Miami Mayor Francis Suarez has seen the numbers and is concerned.

"We're kind of sounding the alarm," he said at a Monday afternoon news conference, with Miami Beach Mayor Dan Gelber by his side. "We're saying, 'Hey. This is not good.'"

But Miami-Dade County Mayor Carlos Gimenez, at a virtual new conference held two hours after Suarez's, expressed less urgency, saying the numbers could reflect a "hiccup."

"We're seeing a slight uptick in hospitalizations," Gimenez said, noting patients from nursing homes are partly responsible for those increases. "We do not see any kind of big spike."

All the mayors agreed the increase in new cases both in the general public and among those in hospitals has not strained the hospitals' capacity, as patients are also being discharged.

But Suarez said indications that more are getting sick could be something of a COVID canary in the coal mine.

"That also correlates to hospitalizations because if more people get sick eventually more can go to the hospital,' Suarez said.
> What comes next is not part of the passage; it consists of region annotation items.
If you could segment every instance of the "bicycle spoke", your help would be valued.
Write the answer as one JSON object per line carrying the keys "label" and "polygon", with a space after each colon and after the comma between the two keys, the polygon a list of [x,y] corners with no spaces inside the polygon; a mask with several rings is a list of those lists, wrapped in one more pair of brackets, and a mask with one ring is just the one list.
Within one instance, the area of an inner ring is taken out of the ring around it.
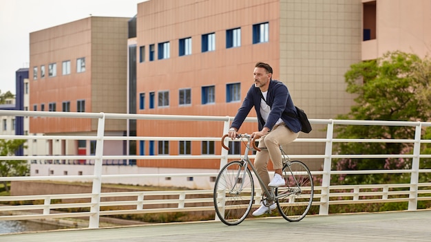
{"label": "bicycle spoke", "polygon": [[240,161],[227,164],[217,177],[214,186],[216,212],[220,219],[229,226],[244,221],[253,205],[253,178],[250,170],[244,170],[242,164]]}
{"label": "bicycle spoke", "polygon": [[286,186],[275,189],[279,212],[289,221],[298,221],[306,215],[314,194],[310,170],[301,162],[293,161],[283,168]]}

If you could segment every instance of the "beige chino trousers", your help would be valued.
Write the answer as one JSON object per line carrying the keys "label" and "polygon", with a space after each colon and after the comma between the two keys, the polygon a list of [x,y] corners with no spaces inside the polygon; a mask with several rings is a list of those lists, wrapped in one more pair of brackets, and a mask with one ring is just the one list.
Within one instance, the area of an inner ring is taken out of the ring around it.
{"label": "beige chino trousers", "polygon": [[291,143],[299,135],[299,132],[293,132],[282,122],[274,126],[271,132],[260,138],[257,147],[266,148],[256,153],[254,166],[267,188],[268,184],[271,182],[268,173],[268,162],[271,160],[274,169],[283,168],[280,146]]}

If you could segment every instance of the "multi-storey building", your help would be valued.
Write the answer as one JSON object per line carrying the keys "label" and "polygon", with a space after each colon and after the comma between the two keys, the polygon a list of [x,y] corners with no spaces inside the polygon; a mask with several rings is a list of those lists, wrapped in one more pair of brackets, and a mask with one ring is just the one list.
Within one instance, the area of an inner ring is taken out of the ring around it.
{"label": "multi-storey building", "polygon": [[[149,1],[138,5],[136,21],[138,113],[233,116],[253,83],[258,61],[272,65],[273,78],[287,85],[294,103],[311,118],[334,118],[353,103],[344,74],[361,60],[359,0]],[[255,116],[254,110],[250,116]],[[138,121],[137,135],[222,135],[222,127],[211,124],[179,125]],[[240,131],[256,129],[257,124],[246,124]],[[310,135],[322,134],[315,129]],[[149,141],[138,146],[140,153],[155,155],[220,150],[220,142],[206,142]],[[323,148],[291,146],[311,154]],[[321,161],[317,162],[311,166],[318,168]],[[218,164],[138,160],[138,165],[215,168]]]}
{"label": "multi-storey building", "polygon": [[[390,50],[424,56],[431,41],[428,0],[150,0],[137,7],[132,19],[90,17],[31,33],[30,109],[233,116],[253,84],[255,63],[263,61],[310,118],[333,118],[353,103],[344,77],[351,64]],[[214,125],[131,120],[107,128],[113,135],[136,130],[138,136],[221,136],[222,127]],[[32,133],[91,133],[95,128],[90,120],[38,118],[30,124]],[[321,138],[320,128],[300,137]],[[248,123],[240,131],[256,129]],[[74,154],[81,146],[91,153],[92,144],[55,148],[54,142],[48,153]],[[118,144],[105,142],[105,153],[128,152],[113,148],[123,147]],[[219,145],[140,141],[136,153],[211,155],[220,153]],[[322,149],[300,142],[286,148],[307,154]],[[137,165],[217,168],[218,162]],[[322,162],[308,162],[313,170]]]}
{"label": "multi-storey building", "polygon": [[[126,113],[127,21],[90,16],[30,34],[30,109],[34,111]],[[34,133],[95,133],[97,120],[31,118]],[[106,134],[123,135],[125,120],[109,120]],[[95,141],[48,140],[47,155],[94,153]],[[121,142],[105,143],[123,154]]]}

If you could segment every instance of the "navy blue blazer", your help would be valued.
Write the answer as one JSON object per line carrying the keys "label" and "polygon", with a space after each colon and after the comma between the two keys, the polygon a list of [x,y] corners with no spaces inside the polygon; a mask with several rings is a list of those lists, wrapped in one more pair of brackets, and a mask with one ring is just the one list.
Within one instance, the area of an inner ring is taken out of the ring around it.
{"label": "navy blue blazer", "polygon": [[297,133],[301,131],[301,123],[297,118],[296,109],[293,105],[287,87],[283,82],[276,80],[271,80],[269,82],[266,101],[268,105],[271,107],[271,112],[266,123],[260,114],[260,100],[262,98],[263,98],[263,96],[260,89],[255,87],[255,85],[253,84],[244,99],[242,105],[235,116],[231,126],[240,129],[241,124],[254,106],[259,121],[259,131],[261,131],[264,127],[272,130],[279,118],[282,118],[286,126],[292,131]]}

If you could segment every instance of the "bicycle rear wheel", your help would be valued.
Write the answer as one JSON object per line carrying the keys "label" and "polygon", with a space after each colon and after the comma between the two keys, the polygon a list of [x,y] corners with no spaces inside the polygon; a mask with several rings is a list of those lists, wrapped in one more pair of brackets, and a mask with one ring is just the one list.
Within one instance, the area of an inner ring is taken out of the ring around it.
{"label": "bicycle rear wheel", "polygon": [[299,161],[288,162],[283,167],[286,186],[275,188],[280,214],[290,222],[304,219],[313,202],[313,177],[308,168]]}
{"label": "bicycle rear wheel", "polygon": [[[254,197],[254,183],[244,162],[226,164],[214,184],[214,208],[224,224],[235,226],[250,212]],[[244,174],[245,173],[245,174]]]}

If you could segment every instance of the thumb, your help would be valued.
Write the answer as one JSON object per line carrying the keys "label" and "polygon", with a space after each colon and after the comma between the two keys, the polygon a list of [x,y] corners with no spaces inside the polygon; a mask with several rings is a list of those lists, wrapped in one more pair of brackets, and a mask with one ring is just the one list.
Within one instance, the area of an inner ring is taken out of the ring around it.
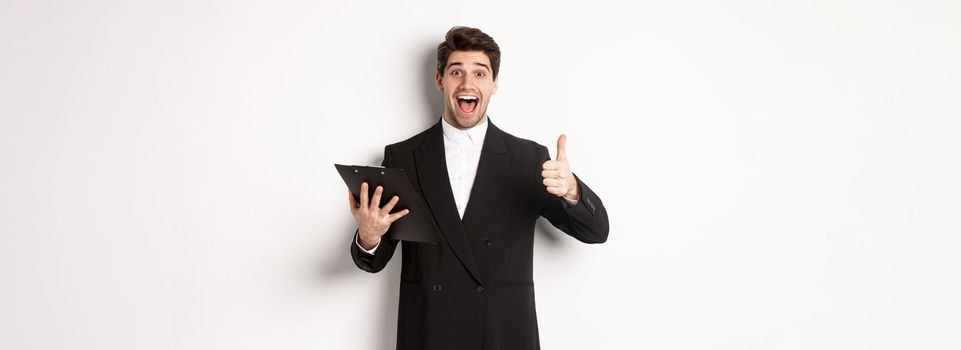
{"label": "thumb", "polygon": [[567,160],[567,135],[557,138],[557,160]]}

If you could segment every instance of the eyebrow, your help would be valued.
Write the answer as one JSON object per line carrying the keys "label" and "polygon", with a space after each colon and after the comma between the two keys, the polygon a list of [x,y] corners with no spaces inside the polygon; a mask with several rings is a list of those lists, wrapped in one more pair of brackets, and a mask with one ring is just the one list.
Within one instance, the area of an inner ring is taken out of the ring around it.
{"label": "eyebrow", "polygon": [[[474,64],[476,64],[476,65],[478,65],[478,66],[481,66],[481,67],[484,67],[484,68],[487,68],[488,71],[490,71],[490,69],[491,69],[490,67],[488,67],[486,64],[483,64],[483,63],[474,63]],[[461,63],[461,62],[453,62],[453,63],[447,64],[447,68],[446,68],[446,69],[450,69],[450,67],[453,67],[453,66],[463,66],[463,65],[464,65],[464,64]]]}

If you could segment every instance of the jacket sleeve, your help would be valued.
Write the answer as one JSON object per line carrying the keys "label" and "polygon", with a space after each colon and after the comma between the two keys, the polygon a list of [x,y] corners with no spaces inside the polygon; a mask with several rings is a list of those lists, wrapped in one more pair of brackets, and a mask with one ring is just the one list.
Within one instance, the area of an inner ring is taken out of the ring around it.
{"label": "jacket sleeve", "polygon": [[[392,164],[390,146],[384,147],[384,161],[381,163],[381,166],[389,168]],[[394,256],[394,249],[397,248],[398,241],[387,238],[387,236],[384,235],[381,237],[380,245],[377,246],[374,254],[368,254],[357,246],[356,240],[358,234],[360,234],[359,231],[354,231],[354,235],[350,239],[350,256],[354,259],[354,264],[361,270],[371,273],[383,270],[390,261],[390,258]]]}
{"label": "jacket sleeve", "polygon": [[[607,210],[601,198],[584,183],[584,180],[574,175],[577,179],[578,192],[580,198],[577,204],[570,205],[564,198],[555,196],[544,189],[541,180],[541,165],[550,160],[550,154],[544,146],[538,147],[537,163],[537,184],[539,185],[540,212],[541,216],[550,221],[564,233],[584,243],[604,243],[607,241],[609,223]],[[378,248],[379,249],[379,248]]]}

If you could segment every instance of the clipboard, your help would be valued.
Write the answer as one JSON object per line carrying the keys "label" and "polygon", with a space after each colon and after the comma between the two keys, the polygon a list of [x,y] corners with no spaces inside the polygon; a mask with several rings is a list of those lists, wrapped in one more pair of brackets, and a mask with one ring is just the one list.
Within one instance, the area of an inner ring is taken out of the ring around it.
{"label": "clipboard", "polygon": [[394,221],[385,237],[413,242],[440,242],[440,234],[434,225],[434,218],[427,210],[424,199],[407,179],[407,173],[400,168],[384,168],[361,165],[334,164],[347,188],[360,203],[360,184],[367,182],[367,195],[373,196],[377,186],[383,186],[379,207],[383,207],[394,196],[400,197],[391,213],[410,209],[410,213]]}

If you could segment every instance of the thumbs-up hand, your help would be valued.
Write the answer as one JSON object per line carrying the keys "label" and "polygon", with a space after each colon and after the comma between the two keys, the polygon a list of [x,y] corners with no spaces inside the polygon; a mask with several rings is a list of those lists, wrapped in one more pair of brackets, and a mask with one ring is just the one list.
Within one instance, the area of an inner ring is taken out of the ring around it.
{"label": "thumbs-up hand", "polygon": [[557,159],[544,162],[544,171],[541,171],[541,176],[544,178],[544,187],[547,188],[547,192],[576,201],[580,193],[577,190],[577,180],[571,172],[571,164],[567,161],[566,143],[566,135],[557,138]]}

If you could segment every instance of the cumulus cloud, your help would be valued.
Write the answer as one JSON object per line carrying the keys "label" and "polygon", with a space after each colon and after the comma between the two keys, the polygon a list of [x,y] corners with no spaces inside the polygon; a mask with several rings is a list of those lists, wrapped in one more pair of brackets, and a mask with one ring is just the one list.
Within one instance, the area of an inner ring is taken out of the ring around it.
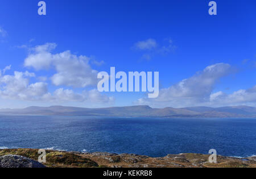
{"label": "cumulus cloud", "polygon": [[164,41],[164,43],[160,44],[156,42],[156,40],[148,39],[136,43],[133,48],[146,53],[142,55],[141,59],[150,60],[155,55],[165,55],[174,52],[177,48],[177,47],[173,44],[171,39],[166,39]]}
{"label": "cumulus cloud", "polygon": [[31,49],[25,59],[24,66],[32,66],[36,70],[48,69],[56,71],[51,79],[56,86],[84,88],[96,85],[97,72],[91,68],[89,58],[85,56],[73,55],[69,51],[53,54],[55,43],[46,43]]}
{"label": "cumulus cloud", "polygon": [[156,48],[157,43],[155,39],[148,39],[144,41],[137,42],[135,44],[134,46],[137,49],[140,50],[150,50]]}
{"label": "cumulus cloud", "polygon": [[232,68],[228,64],[220,63],[207,66],[192,77],[160,90],[158,98],[141,98],[136,103],[162,107],[184,107],[209,103],[210,100],[221,95],[212,94],[216,83],[231,72]]}
{"label": "cumulus cloud", "polygon": [[96,89],[79,93],[71,89],[60,88],[51,93],[47,83],[30,82],[31,78],[35,77],[35,73],[28,71],[15,71],[13,75],[0,75],[0,98],[58,103],[65,102],[111,103],[114,101],[113,97],[102,95]]}

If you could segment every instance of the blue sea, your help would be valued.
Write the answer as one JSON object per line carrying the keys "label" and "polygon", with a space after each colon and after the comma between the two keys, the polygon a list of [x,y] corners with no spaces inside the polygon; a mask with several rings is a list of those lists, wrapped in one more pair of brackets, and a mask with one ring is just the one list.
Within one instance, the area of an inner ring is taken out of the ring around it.
{"label": "blue sea", "polygon": [[256,155],[256,119],[0,115],[0,148]]}

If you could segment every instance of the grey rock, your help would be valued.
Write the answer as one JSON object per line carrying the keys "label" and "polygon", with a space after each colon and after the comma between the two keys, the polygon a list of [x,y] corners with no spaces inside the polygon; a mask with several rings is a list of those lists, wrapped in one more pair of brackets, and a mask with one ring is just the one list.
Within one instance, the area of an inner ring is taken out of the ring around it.
{"label": "grey rock", "polygon": [[42,164],[15,155],[0,156],[0,168],[46,168]]}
They all promised to keep a close eye on the numbers.

"We'll continue to monitor this and if we see a true spike over a 14-day period, we will do what we have to do to change course," Gimenez said.

One explanation for more positive cases among patients at Jackson Memorial Health System, Gimenez said, could be because it is testing all patients, including more who enter the hospital for elective surgery who may test positive without knowing they are even infected.

As for nursing home patients, 29 of them have been added to hospital rolls since June 10; but the largest one-day influx of new COVID patients (76) into hospitals since May 11 came on June 13 -- a day when no nursing home residents were admitted.